More finals review please...
Ag^+ + 2e^- --> Ag E^nought = 0.800V
Sn^4+ + 2e^- --> SN^2+ E^nought + 0.154V
balanced equation:
2Ag^+ + Sn^4+ --> 2Ag + Sn^2+
E^nought cell = cathode - anode
I thought I heard say that I had to flip the "less negative" half reaction (here the Ag). So then do I also flip the sign on the voltage so that 0.800 becomes -0.800?
Then my E^nought equation becomes:
(-.800)-(.154)
and that can't be right because I want E^nought to be positive! Did I hear something wrong there?
Thank you!
I HAD to have actually heard "flip the less positive" didn't I? When I work it that way it seems to make sense.
The equation as you have it written isn't right. It doesn't balance by charge: +6 on the left and +2 on the right.
If you want the cell to be spontaneous as written then you write the more positive (less negative) REDUCTION first, then reverse the other one (and change the sign). So the equations are
Ag^+ + e ==> Ag Eo = 0.800
Sn^2+ ==> Sn^4+ + 2e Eo = -0.154
---------------------------------
Add equations. Add Eo.
I add the oxidation half equation to the reduction half equation to arrive at the Eocell.
If you "flip the less positive" (which is Sn in this case) you're doing the same thing. If you want Eocell you can do Eanode-Ecathode (both as reductions) = 0.800 -(+0.154) = 0.800-0.154 = ? and you arrive at the same number as if you add 0.800 + (-0.154)
Thank you for explaining! I think the balancing bit is my fault. I am getting tired and stupid. Time to go to bed and look at this closer in the morning.
I thank you for all your help this semester.
You are correct that when constructing the cell potential equation, you should consider the half-reaction with the less negative standard reduction potential (E°) as the cathode (reduction) and the other half-reaction as the anode (oxidation).

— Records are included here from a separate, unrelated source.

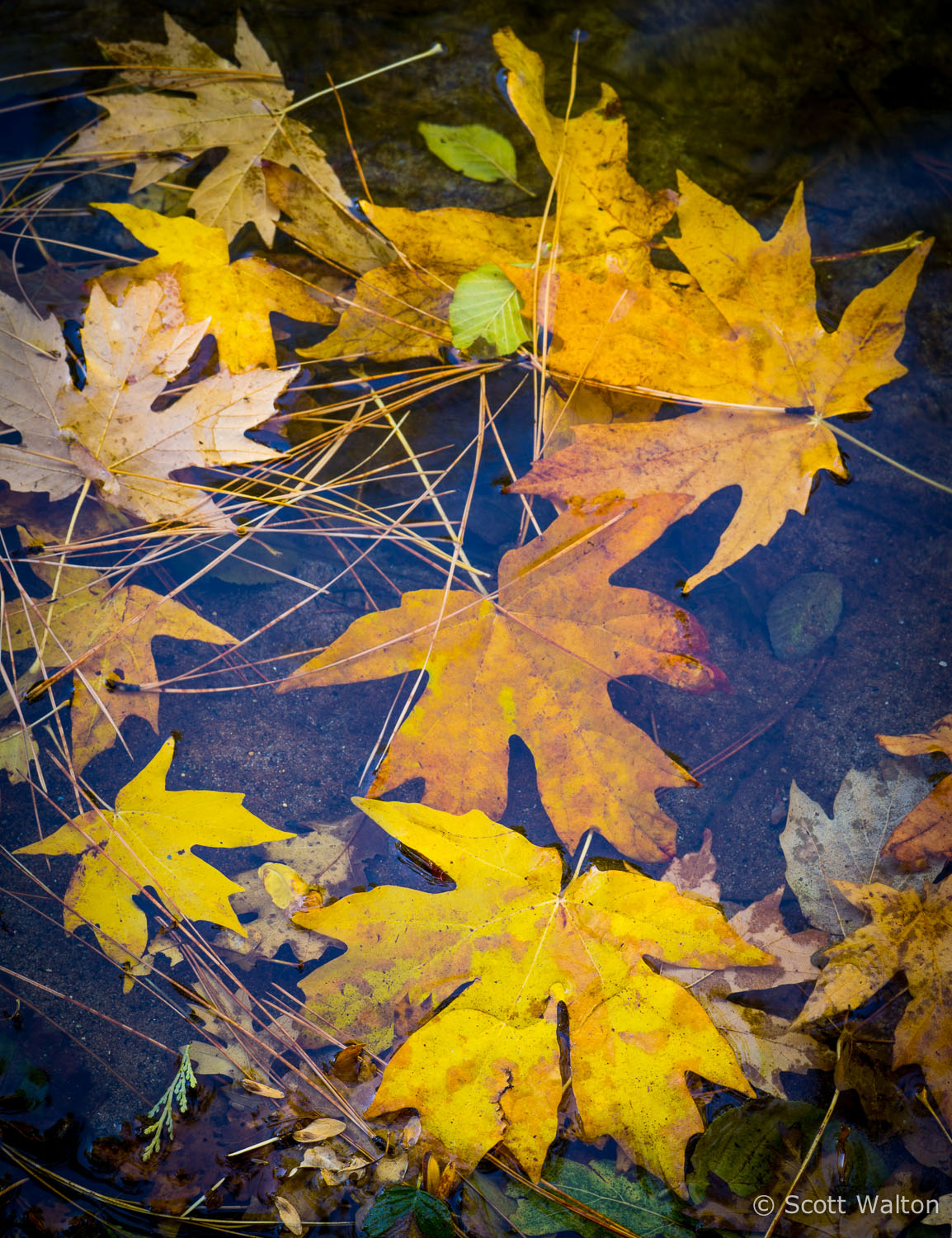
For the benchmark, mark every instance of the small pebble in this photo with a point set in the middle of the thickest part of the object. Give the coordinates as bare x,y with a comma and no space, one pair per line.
804,614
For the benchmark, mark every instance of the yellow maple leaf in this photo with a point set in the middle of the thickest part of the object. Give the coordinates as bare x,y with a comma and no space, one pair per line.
486,1069
536,663
602,210
395,314
108,631
910,933
146,841
109,432
771,351
197,101
235,299
925,834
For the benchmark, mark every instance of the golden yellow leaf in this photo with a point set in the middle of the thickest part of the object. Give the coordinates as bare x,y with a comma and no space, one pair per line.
109,432
297,872
196,101
17,748
910,933
321,224
742,329
109,631
925,834
319,1129
235,299
146,842
769,352
536,663
764,1042
602,210
487,1069
394,314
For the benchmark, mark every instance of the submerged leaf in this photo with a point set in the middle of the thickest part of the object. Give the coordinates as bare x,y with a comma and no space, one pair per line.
146,842
109,433
237,299
400,1208
638,1203
108,631
822,851
925,834
909,933
200,101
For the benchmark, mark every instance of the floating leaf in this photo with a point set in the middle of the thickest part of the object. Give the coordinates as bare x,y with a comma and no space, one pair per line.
536,663
478,153
508,943
235,297
146,841
109,432
400,1208
486,305
638,1203
200,101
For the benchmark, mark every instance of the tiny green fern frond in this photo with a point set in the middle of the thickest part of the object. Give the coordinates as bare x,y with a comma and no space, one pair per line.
176,1094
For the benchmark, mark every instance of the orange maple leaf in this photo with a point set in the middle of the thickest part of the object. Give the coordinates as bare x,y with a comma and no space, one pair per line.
536,663
925,834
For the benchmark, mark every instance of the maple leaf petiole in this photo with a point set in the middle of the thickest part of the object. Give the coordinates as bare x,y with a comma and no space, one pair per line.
436,50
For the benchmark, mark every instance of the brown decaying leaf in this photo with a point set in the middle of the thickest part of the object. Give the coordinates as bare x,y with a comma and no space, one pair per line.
925,834
746,334
766,1045
235,299
507,943
536,664
319,223
109,432
115,626
823,851
694,872
910,933
210,102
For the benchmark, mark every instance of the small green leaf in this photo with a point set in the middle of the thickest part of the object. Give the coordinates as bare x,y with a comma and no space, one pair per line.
478,153
639,1203
487,305
396,1205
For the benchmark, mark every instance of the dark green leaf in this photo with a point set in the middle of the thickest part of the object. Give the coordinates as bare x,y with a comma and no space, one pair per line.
637,1201
395,1206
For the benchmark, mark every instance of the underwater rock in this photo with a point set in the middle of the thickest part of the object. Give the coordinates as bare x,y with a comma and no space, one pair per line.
804,614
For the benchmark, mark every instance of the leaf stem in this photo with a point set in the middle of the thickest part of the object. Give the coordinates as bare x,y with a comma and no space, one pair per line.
903,468
395,64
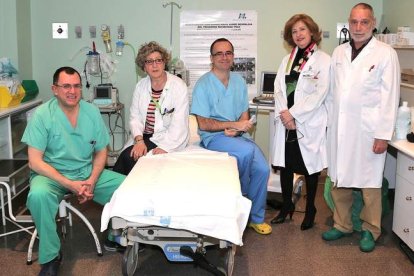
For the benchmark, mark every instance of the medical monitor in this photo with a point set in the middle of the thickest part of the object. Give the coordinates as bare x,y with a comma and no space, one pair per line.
267,82
104,95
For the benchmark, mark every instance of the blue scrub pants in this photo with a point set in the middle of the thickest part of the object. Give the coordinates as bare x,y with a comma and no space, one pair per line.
253,170
43,202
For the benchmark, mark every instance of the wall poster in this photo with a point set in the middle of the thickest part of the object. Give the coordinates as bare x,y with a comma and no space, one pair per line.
198,29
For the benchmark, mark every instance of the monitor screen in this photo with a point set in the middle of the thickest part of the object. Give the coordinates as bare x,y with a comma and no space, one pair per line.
267,82
103,92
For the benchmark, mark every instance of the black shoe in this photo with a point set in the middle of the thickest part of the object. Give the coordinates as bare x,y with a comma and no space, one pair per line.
51,268
309,220
281,217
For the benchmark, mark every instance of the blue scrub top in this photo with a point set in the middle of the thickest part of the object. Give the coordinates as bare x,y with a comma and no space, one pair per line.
66,148
211,99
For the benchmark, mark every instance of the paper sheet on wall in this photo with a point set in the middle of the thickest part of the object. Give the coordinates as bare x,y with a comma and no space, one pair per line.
198,29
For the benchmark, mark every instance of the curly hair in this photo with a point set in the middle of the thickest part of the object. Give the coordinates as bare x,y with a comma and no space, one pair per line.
308,21
149,48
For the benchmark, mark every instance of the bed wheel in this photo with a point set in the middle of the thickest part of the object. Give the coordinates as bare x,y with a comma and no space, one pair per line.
229,254
130,260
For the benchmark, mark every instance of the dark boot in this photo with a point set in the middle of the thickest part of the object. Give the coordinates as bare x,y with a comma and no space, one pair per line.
311,187
286,182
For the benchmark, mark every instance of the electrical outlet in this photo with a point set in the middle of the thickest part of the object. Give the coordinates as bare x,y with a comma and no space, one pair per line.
60,30
339,27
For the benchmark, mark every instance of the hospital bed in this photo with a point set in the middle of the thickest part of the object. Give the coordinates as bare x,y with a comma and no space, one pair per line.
181,202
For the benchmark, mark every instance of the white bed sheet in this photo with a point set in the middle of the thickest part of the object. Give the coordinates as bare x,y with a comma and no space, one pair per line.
196,190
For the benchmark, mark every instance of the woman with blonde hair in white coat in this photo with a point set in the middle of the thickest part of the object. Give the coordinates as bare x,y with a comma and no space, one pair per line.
301,85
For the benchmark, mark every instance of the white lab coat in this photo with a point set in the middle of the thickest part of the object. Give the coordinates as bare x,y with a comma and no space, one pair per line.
309,112
362,105
170,130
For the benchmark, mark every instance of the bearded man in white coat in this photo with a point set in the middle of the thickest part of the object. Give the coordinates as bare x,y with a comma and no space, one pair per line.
362,107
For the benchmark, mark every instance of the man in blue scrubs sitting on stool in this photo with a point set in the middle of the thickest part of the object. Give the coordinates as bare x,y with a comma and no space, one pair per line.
221,106
67,147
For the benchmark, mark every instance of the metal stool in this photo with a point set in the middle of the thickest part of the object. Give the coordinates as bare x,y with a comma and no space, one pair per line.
64,216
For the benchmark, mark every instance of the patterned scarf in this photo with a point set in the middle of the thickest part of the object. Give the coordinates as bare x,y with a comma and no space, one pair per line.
291,86
306,55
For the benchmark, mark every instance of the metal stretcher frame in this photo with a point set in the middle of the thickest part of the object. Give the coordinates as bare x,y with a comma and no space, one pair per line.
177,245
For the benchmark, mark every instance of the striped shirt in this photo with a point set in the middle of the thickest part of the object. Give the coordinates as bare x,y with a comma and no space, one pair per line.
150,120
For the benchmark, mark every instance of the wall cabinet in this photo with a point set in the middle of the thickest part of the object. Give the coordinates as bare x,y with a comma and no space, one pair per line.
13,122
403,219
406,59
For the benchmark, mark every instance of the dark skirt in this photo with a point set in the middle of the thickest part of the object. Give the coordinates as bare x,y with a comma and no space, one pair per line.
125,162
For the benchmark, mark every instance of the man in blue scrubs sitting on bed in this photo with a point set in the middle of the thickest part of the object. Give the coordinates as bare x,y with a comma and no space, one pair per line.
221,105
67,141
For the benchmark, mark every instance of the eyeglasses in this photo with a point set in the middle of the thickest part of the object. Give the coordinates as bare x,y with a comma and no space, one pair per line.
296,135
364,22
223,54
152,61
67,86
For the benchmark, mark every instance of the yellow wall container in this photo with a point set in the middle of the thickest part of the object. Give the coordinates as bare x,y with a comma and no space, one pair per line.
9,100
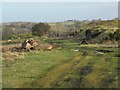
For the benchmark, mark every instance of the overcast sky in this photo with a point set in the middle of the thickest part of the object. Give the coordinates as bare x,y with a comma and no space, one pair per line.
59,11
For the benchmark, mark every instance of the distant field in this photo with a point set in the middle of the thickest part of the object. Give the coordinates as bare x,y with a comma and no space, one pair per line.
71,66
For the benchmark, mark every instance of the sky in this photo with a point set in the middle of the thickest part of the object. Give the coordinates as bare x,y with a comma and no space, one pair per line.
59,0
57,11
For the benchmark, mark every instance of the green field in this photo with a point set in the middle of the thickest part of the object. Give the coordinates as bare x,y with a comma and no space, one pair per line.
72,66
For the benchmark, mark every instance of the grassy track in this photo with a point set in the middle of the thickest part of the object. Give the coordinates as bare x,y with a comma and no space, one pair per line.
63,68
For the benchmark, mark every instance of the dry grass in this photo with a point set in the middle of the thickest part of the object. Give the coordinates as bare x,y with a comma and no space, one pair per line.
13,56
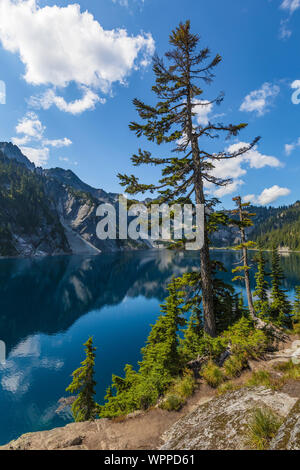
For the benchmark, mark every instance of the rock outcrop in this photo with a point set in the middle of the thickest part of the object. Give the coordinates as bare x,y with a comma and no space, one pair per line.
221,424
288,436
218,423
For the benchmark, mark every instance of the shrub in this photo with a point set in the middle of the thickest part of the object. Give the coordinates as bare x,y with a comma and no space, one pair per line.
291,370
265,379
234,366
262,427
212,374
172,402
185,386
227,387
297,328
245,340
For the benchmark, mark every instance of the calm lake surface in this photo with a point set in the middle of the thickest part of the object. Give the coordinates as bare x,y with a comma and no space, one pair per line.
50,306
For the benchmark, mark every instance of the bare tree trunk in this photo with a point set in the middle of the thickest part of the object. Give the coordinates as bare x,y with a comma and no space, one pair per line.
206,278
245,262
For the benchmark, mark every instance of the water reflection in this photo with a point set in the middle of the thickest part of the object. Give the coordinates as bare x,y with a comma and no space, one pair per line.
48,308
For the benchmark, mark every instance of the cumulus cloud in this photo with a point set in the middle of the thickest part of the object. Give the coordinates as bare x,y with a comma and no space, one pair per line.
235,168
61,45
229,188
268,195
50,98
259,101
31,126
33,134
65,142
39,156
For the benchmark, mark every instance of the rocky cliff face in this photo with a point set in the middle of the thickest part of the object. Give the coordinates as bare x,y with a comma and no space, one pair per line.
218,424
69,203
221,424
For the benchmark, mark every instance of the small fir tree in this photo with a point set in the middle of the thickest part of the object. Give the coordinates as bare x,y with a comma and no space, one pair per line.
84,407
280,306
261,303
296,306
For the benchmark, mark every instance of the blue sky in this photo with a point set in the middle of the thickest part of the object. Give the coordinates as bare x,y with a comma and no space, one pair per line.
71,70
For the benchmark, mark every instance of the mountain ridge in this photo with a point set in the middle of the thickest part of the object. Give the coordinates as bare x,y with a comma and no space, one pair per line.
73,205
68,209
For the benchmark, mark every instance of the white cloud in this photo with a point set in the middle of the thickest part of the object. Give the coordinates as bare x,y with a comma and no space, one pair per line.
61,45
125,3
235,168
268,195
289,148
290,5
260,100
58,142
229,188
31,126
49,98
39,156
33,133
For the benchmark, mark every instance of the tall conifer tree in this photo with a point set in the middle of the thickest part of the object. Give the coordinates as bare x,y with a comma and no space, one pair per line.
280,306
172,120
261,290
84,407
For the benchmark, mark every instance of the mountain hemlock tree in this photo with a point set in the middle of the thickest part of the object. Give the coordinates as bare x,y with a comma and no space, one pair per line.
160,364
296,306
281,307
261,290
244,221
173,121
84,408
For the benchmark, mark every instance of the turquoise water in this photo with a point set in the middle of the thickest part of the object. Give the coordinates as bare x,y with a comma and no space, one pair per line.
49,307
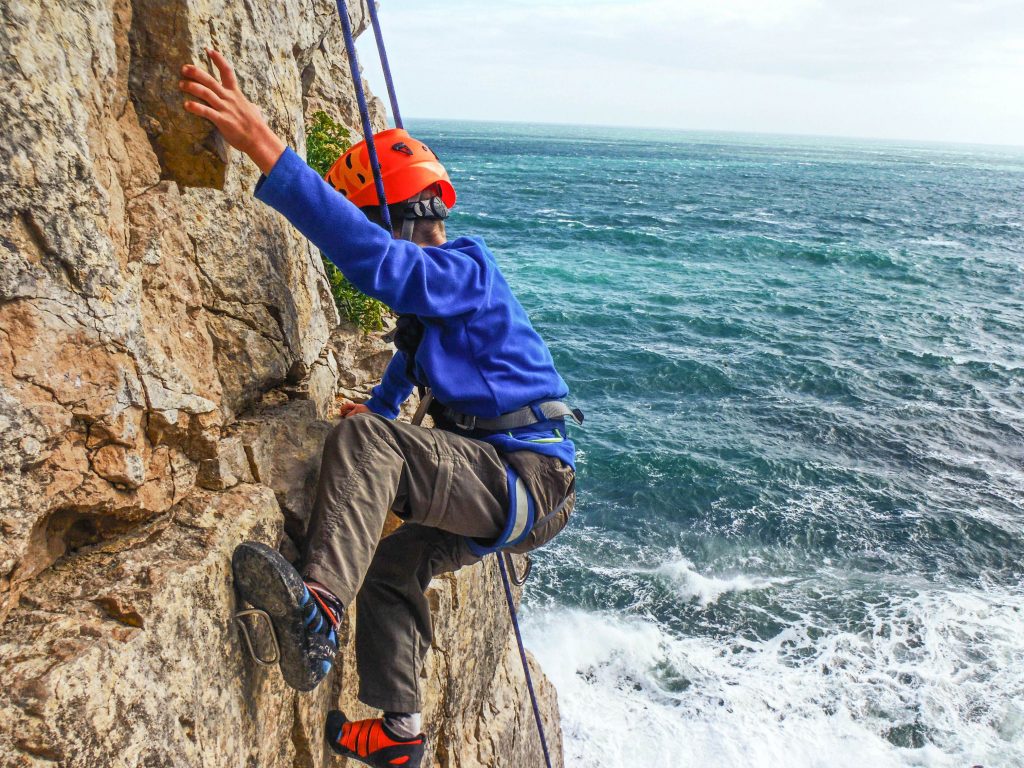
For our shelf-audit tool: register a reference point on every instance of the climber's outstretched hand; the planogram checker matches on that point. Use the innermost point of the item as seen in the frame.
(223, 103)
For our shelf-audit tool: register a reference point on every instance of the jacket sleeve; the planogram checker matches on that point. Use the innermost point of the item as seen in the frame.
(386, 397)
(429, 282)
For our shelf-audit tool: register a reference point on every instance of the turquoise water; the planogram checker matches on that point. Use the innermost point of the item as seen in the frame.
(799, 537)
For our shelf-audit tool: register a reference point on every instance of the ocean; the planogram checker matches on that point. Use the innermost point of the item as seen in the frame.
(800, 532)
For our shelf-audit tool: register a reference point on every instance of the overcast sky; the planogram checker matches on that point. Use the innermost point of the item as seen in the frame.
(944, 70)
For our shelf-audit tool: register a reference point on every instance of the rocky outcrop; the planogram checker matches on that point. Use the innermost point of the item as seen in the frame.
(168, 357)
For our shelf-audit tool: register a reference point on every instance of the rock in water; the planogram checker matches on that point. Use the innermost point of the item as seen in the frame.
(166, 366)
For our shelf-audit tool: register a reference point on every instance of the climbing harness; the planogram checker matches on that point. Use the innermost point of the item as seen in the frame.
(524, 417)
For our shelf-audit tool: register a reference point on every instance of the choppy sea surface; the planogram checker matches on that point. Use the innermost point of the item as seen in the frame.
(800, 534)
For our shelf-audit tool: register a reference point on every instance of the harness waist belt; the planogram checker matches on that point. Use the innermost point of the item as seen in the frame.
(547, 411)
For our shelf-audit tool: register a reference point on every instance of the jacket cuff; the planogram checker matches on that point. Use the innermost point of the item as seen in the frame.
(270, 186)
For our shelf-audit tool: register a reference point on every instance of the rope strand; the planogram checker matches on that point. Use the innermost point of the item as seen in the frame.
(522, 656)
(360, 96)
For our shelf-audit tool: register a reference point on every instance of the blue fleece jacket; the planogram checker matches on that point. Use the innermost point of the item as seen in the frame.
(479, 352)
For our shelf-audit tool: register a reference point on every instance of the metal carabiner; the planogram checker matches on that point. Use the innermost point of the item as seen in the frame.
(256, 612)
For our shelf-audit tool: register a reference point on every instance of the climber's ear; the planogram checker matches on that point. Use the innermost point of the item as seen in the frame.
(227, 78)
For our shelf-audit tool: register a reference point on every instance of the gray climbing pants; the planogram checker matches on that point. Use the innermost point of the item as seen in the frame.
(444, 486)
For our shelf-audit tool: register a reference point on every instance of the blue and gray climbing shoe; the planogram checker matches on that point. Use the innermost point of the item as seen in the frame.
(303, 622)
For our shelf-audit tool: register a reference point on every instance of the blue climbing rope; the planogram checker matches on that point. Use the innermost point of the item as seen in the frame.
(372, 7)
(360, 96)
(368, 132)
(522, 656)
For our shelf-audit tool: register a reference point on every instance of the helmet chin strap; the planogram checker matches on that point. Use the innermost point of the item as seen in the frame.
(433, 208)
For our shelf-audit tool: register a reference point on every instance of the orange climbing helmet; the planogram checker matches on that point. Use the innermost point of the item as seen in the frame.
(408, 167)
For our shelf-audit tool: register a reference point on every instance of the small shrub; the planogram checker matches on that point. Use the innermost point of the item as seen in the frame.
(326, 141)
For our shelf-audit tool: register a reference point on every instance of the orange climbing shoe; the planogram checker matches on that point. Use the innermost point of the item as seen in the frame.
(371, 742)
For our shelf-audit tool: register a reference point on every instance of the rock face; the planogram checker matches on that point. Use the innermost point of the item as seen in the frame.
(168, 357)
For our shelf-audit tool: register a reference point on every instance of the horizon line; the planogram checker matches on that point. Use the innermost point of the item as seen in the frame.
(732, 131)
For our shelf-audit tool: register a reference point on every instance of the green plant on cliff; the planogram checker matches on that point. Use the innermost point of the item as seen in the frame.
(326, 141)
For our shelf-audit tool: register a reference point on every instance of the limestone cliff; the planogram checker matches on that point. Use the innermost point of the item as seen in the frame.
(168, 357)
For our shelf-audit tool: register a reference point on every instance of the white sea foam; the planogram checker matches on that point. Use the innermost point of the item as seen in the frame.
(949, 666)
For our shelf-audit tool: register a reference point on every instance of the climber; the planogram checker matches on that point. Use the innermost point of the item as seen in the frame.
(498, 474)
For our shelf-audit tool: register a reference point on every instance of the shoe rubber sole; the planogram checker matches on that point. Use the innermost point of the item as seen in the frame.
(266, 581)
(403, 755)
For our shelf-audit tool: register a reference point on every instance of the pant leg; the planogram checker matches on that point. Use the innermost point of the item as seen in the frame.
(429, 476)
(393, 629)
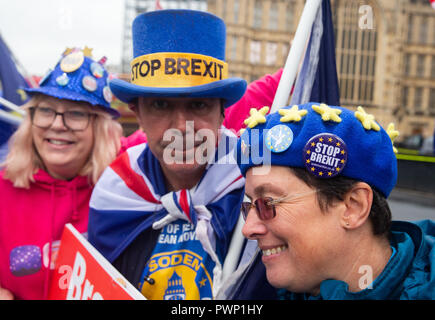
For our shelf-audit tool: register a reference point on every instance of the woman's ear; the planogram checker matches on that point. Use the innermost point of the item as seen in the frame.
(358, 203)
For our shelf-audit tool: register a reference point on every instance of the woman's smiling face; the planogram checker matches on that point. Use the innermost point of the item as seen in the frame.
(300, 241)
(63, 152)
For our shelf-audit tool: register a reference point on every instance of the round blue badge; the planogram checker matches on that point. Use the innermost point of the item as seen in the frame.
(279, 138)
(97, 70)
(62, 80)
(325, 155)
(89, 83)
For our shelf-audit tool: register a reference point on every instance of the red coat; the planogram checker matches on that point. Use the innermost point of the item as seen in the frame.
(30, 219)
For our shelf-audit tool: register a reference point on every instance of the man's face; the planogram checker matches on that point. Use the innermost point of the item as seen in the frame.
(179, 130)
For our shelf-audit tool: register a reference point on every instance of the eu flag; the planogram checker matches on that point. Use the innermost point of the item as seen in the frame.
(317, 81)
(10, 81)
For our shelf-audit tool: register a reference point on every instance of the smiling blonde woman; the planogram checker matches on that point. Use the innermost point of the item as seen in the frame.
(67, 138)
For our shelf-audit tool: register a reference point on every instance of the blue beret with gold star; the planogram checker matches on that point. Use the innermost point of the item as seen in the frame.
(327, 141)
(78, 77)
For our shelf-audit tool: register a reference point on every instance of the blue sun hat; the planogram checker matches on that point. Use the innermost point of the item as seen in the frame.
(327, 141)
(179, 53)
(78, 77)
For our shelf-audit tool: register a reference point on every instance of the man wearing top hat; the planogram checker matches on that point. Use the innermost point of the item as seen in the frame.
(164, 212)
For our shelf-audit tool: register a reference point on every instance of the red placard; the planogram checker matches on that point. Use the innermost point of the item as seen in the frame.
(82, 273)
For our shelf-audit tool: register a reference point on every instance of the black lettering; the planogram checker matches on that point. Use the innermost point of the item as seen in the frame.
(170, 66)
(155, 65)
(207, 69)
(134, 71)
(196, 66)
(183, 64)
(144, 74)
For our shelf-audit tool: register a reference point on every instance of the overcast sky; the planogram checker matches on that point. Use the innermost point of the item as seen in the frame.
(38, 31)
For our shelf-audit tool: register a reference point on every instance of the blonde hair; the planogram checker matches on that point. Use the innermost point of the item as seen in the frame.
(23, 160)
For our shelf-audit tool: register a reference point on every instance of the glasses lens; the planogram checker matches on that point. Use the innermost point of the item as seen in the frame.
(76, 120)
(265, 210)
(246, 206)
(43, 117)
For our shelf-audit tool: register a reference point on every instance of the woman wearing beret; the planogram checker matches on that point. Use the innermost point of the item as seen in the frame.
(66, 140)
(318, 208)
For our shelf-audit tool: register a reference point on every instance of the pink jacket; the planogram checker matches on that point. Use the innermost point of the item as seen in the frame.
(31, 219)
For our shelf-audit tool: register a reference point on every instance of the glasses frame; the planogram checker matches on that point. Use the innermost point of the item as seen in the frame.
(261, 203)
(62, 114)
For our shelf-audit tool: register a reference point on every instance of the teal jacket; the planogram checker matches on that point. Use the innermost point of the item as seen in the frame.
(409, 274)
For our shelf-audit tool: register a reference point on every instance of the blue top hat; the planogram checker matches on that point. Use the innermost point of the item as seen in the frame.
(327, 141)
(79, 78)
(179, 53)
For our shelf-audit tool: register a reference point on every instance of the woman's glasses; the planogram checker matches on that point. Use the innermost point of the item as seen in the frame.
(265, 207)
(74, 120)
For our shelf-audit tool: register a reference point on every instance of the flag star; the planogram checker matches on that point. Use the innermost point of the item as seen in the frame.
(327, 113)
(367, 120)
(293, 114)
(393, 134)
(256, 117)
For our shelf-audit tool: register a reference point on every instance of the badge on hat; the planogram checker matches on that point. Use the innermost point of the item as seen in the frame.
(107, 93)
(97, 70)
(62, 80)
(325, 155)
(72, 61)
(45, 77)
(279, 138)
(89, 83)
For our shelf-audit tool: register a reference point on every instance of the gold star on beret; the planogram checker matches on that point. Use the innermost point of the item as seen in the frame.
(87, 52)
(293, 114)
(327, 113)
(256, 117)
(393, 134)
(367, 120)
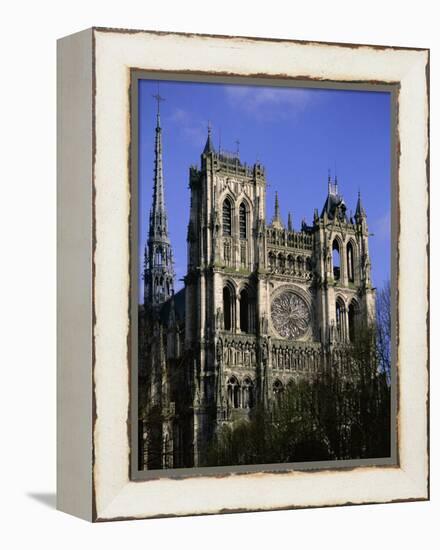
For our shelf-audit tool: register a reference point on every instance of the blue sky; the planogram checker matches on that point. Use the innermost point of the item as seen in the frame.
(297, 133)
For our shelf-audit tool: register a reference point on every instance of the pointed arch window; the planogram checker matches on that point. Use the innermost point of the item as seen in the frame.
(336, 260)
(228, 307)
(340, 319)
(350, 263)
(242, 221)
(278, 390)
(227, 217)
(244, 310)
(353, 317)
(233, 392)
(248, 393)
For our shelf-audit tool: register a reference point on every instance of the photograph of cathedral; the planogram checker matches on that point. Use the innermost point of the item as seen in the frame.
(264, 317)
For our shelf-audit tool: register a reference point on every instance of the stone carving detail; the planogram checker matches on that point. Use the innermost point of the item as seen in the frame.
(290, 315)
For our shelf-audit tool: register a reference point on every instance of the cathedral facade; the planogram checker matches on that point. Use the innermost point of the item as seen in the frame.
(263, 305)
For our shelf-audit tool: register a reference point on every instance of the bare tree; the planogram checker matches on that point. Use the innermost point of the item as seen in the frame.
(383, 332)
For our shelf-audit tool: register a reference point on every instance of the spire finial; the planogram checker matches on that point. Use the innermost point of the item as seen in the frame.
(158, 98)
(209, 148)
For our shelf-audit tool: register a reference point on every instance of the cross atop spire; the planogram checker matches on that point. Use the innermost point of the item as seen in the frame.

In your case, the half-reaction with Ag+ has a standard reduction potential of 0.800V, which is more positive than the Sn4+ half-reaction with a standard reduction potential of 0.154V. Therefore, the Ag+ half-reaction will be the cathode and the Sn4+ half-reaction will be the anode.
However, there is no need to flip the sign of the reduction potentials. The sign of the standard reduction potential already indicates the direction of the reaction spontaneously occurring at standard conditions. Therefore, you don't need to change the sign of 0.800V or 0.154V.
To calculate the standard cell potential (E°cell) of the overall reaction:
E°cell = E°cathode - E°anode
= 0.800V - 0.154V
= 0.646V
So, the standard cell potential (E°cell) for the balanced equation 2Ag+ + Sn4+ → 2Ag + Sn2+ is 0.646V.